CARACAS, Dec 8 (Reuters) - Venezuelans vote on Sunday in nationwide mayoral polls boycotted by major opposition parties and likely to help leftist President Nicolas Maduro consolidate power ahead of a probable 2018 re-election bid.
After withstanding massive street protests, international sanctions and dissent within his ruling Socialist Party, the 55-year-old president saw his candidates win a surprise majority in October gubernatorial elections.
Now, with 335 mayorships up for grabs, the socialists seem certain to repeat the feat, helped by opposition abstentionism, which would delight Maduro after the international opprobrium he has faced all year.
The crumbling opposition coalition’s main parties - Justice First, Popular Will and Democratic Action - have opted out of Sunday’s vote, alleging the election system is biased and designed purely to keep a “dictatorship” in power.
“It is crazy not to participate,” said political analyst Dimitris Pantoulas. “The government most likely will have one of the best results in its history ... Maduro will be very strong after this election.

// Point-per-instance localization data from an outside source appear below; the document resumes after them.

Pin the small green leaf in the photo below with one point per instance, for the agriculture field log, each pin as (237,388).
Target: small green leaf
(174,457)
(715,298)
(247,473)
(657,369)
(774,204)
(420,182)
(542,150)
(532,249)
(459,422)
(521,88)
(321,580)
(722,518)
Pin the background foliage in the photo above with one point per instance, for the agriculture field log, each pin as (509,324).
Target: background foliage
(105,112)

He has the political momentum.”
The socialists already hold more than 70 percent of Venezuela’s mayorships, and are forecast to increase that share, extending their grip at a grassroots level just as Maduro mulls standing for a second six-year term in the OPEC nation.
Despite presiding over one of the worst economic meltdowns to hit any country in modern history, and with ratings barely half when he was elected, Maduro is enjoying a political upturn after the October gubernatorial vote.

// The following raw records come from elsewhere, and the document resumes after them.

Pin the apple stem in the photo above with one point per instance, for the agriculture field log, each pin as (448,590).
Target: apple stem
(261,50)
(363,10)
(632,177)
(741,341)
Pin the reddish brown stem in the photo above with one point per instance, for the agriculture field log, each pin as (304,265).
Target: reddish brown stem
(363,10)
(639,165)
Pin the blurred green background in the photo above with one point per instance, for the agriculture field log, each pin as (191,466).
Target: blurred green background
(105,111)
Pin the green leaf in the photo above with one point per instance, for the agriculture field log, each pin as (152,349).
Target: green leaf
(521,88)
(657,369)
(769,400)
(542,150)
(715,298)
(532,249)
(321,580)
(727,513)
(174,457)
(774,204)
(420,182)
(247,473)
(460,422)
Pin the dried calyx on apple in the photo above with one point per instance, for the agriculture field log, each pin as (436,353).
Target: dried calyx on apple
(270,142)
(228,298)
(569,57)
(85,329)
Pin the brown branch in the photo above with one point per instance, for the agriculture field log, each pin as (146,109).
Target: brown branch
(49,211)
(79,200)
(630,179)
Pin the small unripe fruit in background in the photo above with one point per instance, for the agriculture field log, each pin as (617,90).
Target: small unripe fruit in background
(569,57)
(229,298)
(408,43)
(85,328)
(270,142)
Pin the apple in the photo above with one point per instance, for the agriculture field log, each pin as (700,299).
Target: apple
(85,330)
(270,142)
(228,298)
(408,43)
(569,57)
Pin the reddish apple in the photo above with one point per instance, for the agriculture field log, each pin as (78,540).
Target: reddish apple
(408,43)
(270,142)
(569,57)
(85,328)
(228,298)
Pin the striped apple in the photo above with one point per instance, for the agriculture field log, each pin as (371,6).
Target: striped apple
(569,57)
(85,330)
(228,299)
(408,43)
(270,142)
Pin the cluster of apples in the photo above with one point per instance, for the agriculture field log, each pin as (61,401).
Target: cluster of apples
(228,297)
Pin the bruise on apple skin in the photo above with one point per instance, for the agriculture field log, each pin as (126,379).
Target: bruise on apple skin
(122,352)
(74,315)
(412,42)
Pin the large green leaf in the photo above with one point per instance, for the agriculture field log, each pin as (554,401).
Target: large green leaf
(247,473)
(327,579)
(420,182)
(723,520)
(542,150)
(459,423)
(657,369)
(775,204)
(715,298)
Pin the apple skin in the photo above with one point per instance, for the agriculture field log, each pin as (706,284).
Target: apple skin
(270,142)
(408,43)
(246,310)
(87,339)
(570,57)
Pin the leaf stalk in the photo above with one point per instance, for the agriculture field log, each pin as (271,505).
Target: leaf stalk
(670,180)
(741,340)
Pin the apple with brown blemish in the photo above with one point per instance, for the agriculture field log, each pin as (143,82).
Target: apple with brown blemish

He is the favorite to be the government’s candidate at the 2018 presidential election and could win if the opposition does not re-unite and re-enthuse supporters.

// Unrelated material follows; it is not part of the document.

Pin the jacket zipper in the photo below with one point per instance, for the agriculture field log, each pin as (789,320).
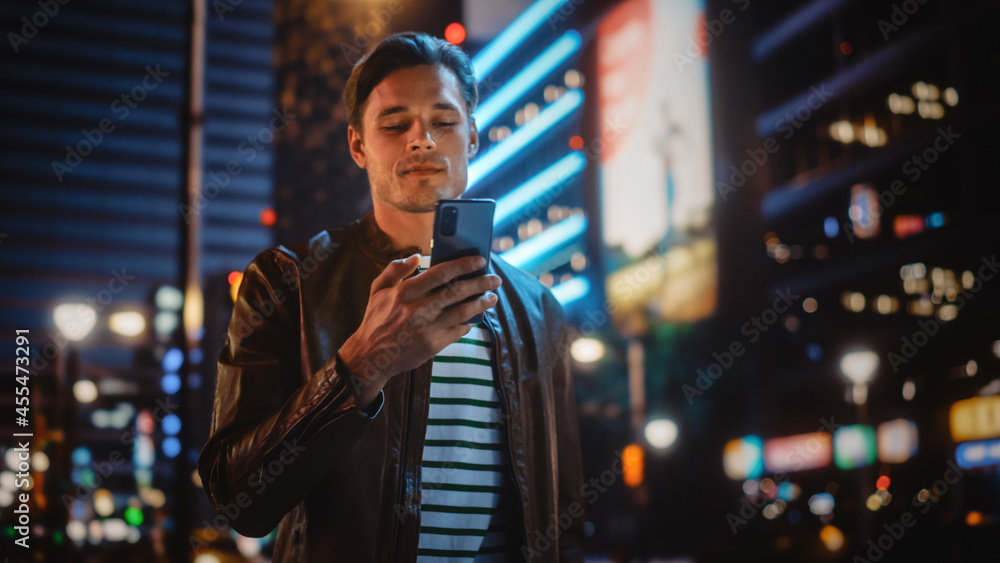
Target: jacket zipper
(506,413)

Despite the boycott by major parties, moderate opposition supporters were still planning to vote on Sunday, arguing that it was the only way to stop the socialists amassing power.
Some of the smaller parties are fielding candidates, fuelling acrimony and in-fighting within the coalition.
“There’s huge frustration at everything that has happened this year ... but we cannot throw in the towel,” said one of those candidates, Yon Goicoechea of Progressive Advance party.
Just out of jail for allegedly plotting against Maduro, Goicoechea was running for El Hatillo mayorship outside Caracas. “I can’t say when we will achieve democracy - maybe months, maybe years - but we have to fight with our only weapon: votes.”
The election was taking place at the end of a fourth year of crushing economic recession that has brought hunger, hardship and shortages to Venezuelans. Yet with the opposition in such disarray, Maduro and his allies are buoyant.
“We are going to have a great victory!” said Erika Farias running for a Caracas district mayorship. “We are fulfilling the legacy of our ‘commander’ Hugo Chavez.”
With many Venezuelans angry at both the government and opposition, some independents have registered for Sunday’s mayorship races, though there is still no sign of a third-way presidential candidate.
“The country is demanding an alternative. Mine is a protest campaign,” said Nicmer Evans, running against Farias in the capital’s Libertador district for his recently-founded party, New Vision For My Country.
As well as the mayoral elections, voters in oil-rich western Zulia state were choosing a new governor.
The opposition took that state in the October gubernatorial race but the election was annulled after winning candidate Juan Pablo Guanipa refused to swear loyalty to a pro-Maduro legislative superbody.